‘Experience, travel – these are an education in themselves.’
It’s always easy to stay put, to do what those around you are doing, and to never question the norms that comfort you. Familiarity tastes good and traditions are well-trodden paths that leave little chance for getting lost. But what’s the point of life if it isn’t to learn, to explore, and to follow the path less traveled?
And so we have the story of wine-loving George Unti. Born in Fort Bragg, California, he spent his early years split between Fort Bragg and Madera, where his parents were farmers. After graduating high school he got his first job with Safeway, with whom he spent the next 39 (!!) years moving up the corporate ladder. But after a few too many years behind the desk, he yearned for something different - something more in tune with the land, like he had known as a child, and perhaps something more in line with his growing love for European wines.
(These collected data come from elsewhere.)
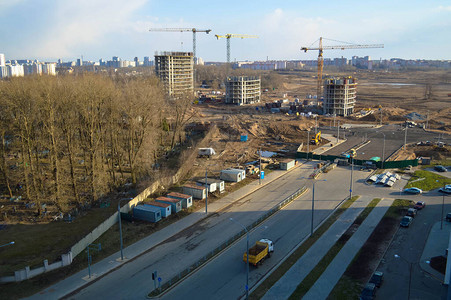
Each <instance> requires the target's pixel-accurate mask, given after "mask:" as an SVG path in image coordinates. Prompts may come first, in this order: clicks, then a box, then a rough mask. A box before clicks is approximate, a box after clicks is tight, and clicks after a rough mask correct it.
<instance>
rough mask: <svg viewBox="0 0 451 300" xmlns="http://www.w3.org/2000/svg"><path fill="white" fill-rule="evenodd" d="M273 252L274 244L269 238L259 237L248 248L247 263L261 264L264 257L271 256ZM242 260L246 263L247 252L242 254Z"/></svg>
mask: <svg viewBox="0 0 451 300" xmlns="http://www.w3.org/2000/svg"><path fill="white" fill-rule="evenodd" d="M272 252H274V244H273V242H272V241H271V240H268V239H261V240H260V241H258V242H255V245H254V246H252V247H251V248H249V264H252V265H254V266H257V265H258V264H261V263H262V262H263V260H264V259H265V258H266V257H271V253H272ZM243 261H244V262H245V263H247V253H246V252H244V254H243Z"/></svg>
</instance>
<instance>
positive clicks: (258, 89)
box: [225, 76, 261, 105]
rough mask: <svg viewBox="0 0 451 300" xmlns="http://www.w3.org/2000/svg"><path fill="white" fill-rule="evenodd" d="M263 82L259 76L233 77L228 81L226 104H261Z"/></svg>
mask: <svg viewBox="0 0 451 300" xmlns="http://www.w3.org/2000/svg"><path fill="white" fill-rule="evenodd" d="M260 87H261V81H260V77H258V76H233V77H232V76H231V77H227V80H226V98H225V103H230V104H236V105H244V104H252V103H258V102H260V96H261V89H260Z"/></svg>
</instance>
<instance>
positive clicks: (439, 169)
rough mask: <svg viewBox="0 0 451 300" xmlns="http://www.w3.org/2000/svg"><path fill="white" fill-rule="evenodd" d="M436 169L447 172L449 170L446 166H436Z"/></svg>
mask: <svg viewBox="0 0 451 300" xmlns="http://www.w3.org/2000/svg"><path fill="white" fill-rule="evenodd" d="M434 170H436V171H438V172H446V171H448V170H446V168H445V167H444V166H440V165H439V166H435V167H434Z"/></svg>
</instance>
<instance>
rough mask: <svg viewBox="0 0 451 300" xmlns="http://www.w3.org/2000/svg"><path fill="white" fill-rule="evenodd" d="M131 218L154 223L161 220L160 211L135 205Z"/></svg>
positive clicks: (158, 208)
mask: <svg viewBox="0 0 451 300" xmlns="http://www.w3.org/2000/svg"><path fill="white" fill-rule="evenodd" d="M133 218H135V219H138V220H143V221H148V222H152V223H156V222H158V221H160V220H161V209H159V208H157V207H154V206H152V205H148V204H144V205H137V206H135V207H134V208H133Z"/></svg>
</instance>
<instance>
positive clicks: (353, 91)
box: [323, 77, 357, 117]
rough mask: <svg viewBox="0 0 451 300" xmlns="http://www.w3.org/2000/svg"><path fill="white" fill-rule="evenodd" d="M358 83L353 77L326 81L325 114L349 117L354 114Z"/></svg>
mask: <svg viewBox="0 0 451 300" xmlns="http://www.w3.org/2000/svg"><path fill="white" fill-rule="evenodd" d="M356 91H357V81H356V79H355V78H353V77H345V78H336V77H332V78H326V80H324V103H323V111H324V114H332V115H333V114H335V115H337V116H343V117H347V116H349V115H350V114H352V113H353V112H354V105H355V99H356Z"/></svg>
In 1990 George purchased a property in the Dry Creek Valley of California - a region known primarily for Zinfandel. The idea wasn’t to create a business right away, but to learn about the region, experiment with the vineyards, and well, take a bit of a risk if he could afford to. Around the same time, he visited Italy to spend time with his cousins and drink as much of his favorite European wines as he could muster. What he couldn’t help but notice was how good grapes like Sangiovese tasted in Italy, and how far a cry they were from the cheap Chianti Classicos (ironically poured out of straw “fiasco” bottles in the US) you found at Italian restaurants in California. If grapes like Sangiovese, Montepulciano, and Barbara could thrive in the warm Mediterranean climate of Italy, then why couldn’t they also be successful in California? Why should he limit himself to the grapes that his neighbors in California were growing when there was a chance to try something new? And furthermore, California’s cool evenings should allow for wines with at least as much balancing acidity and aging power as Italy, so what if he didn’t just match the great wines of Italy, but try to surpass them?
Perhaps fueled by the liquid courage of so many Italian wines, George returned home to California with a mission to do what no one around him was doing, what he’d never seen before, and what was unlikely to work at all - to plant Mediterranean grapes in California terroir, and simply see what would happen. His eyes had been opened and there was no looking back.